GXE-T another oil & gas play keeps on breaking into 52 week high, $4.77



To: Goose94 who wrote (6001)4/25/2014 2:12:47 AM
From: Goose94Read Replies (1) | Respond to of 203382
 
Gear Energy (GXE-T) April 25, '14 has entered into an agreement to acquire heavy oil assets focused near the company's core producing areas of Wildmere, Alta., and Maidstone, Sask. The Assets include over 2,000 boe per day of high working interest, operated heavy gravity crude oil production (98 percent oil). The purchase price for the Assets is $85 million, payable in cash. The effective date of the Acquisition is March 1, 2014 and the closing of the Acquisition is expected to occur on or about May 1, 2014 (the "Closing").
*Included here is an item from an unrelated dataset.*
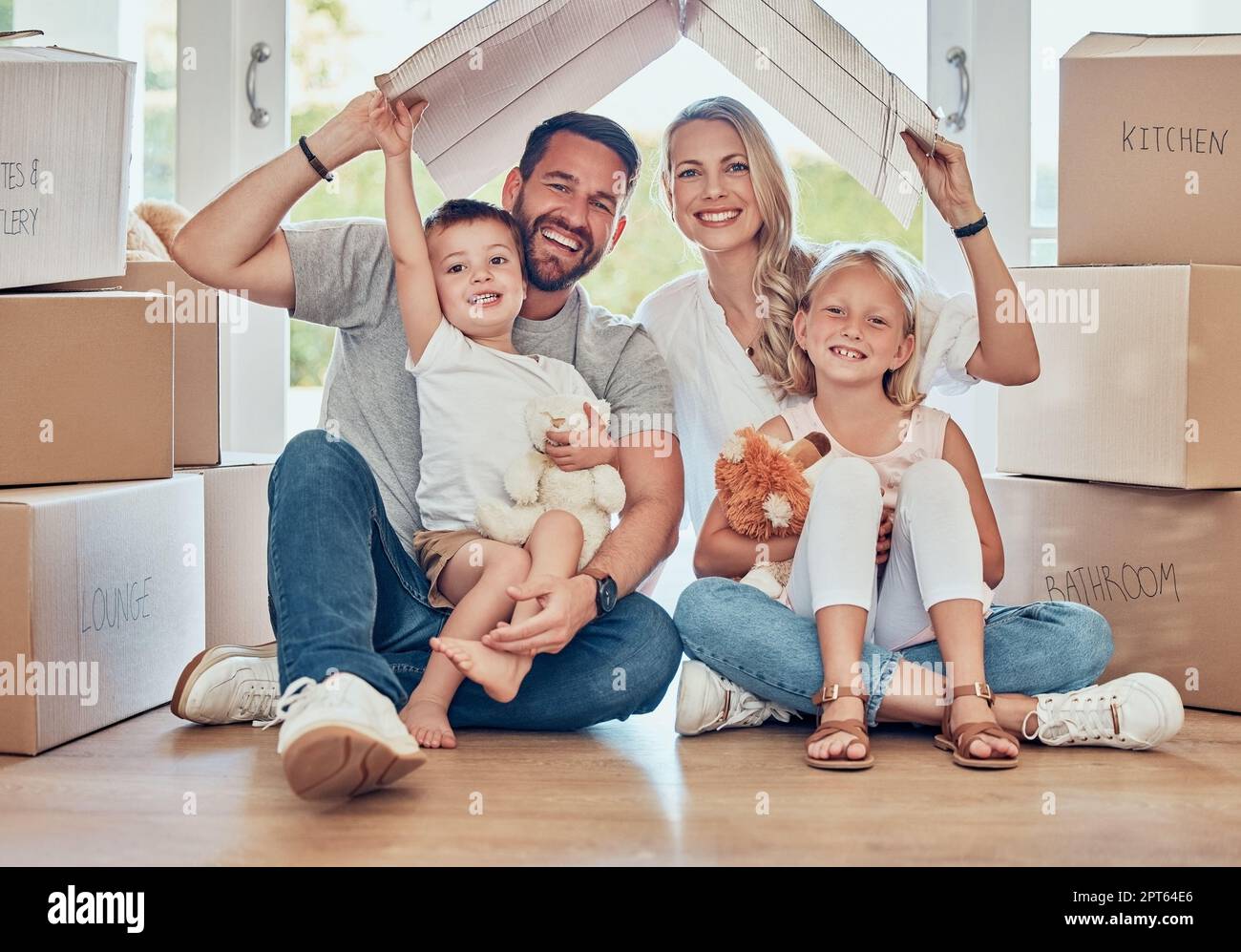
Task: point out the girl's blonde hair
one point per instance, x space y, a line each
785 261
905 273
The Assets fit Gear's strategy of targeting underexploited, geographically focused production with low risk development locations and simple solutions to increase production value by lowering operating costs. The Assets all produce from heavy oil reservoirs analogous to those that the Gear team have been successfully developing in the area for the past four years.

Gear estimates total corporate production at Closing of over 7,000 boe per day. The Acquisition provides a material increase in low risk future drilling opportunities and Gear's team has already identified 175 net drilling locations on the Assets. This will increase Gear's drilling inventory to approximately 400 locations. Gear has also identified approximately 60 net recompletion opportunities on existing vertical wells. Based on current 2014 drilling pace, Gear's drilling inventory will now be greater than five years.

Acquisition Metrics

Price:              $85 million                                         
Production: 2,000 boe/d, 98 percent heavy oil (12-13 API)
Ownership: 91 percent working interest and 95 percent operated
Land: Over 40,000 net acres of land
Inventory: 175 drilling locations, 60 recompletions


Gear intends to fund the acquisition with existing lines of credit and existing cash flow. After the Acquisition closes, we are estimating that Gear will have a relatively low net debt to cash flow ratio of less than one times projected twelve month cash flow.

In conjunction with the Acquisition, Gear is pleased to announce that the Board of Directors have approved an increase in the 2014 development capital budget from $70 million to $85 million. The incremental development capital will be directed primarily towards the acquired Assets. We expect to drill an incremental seven horizontal wells and seven vertical wells on the acquired assets, along with 20 recompletions and multiple infrastructure projects that will result in lower operating costs.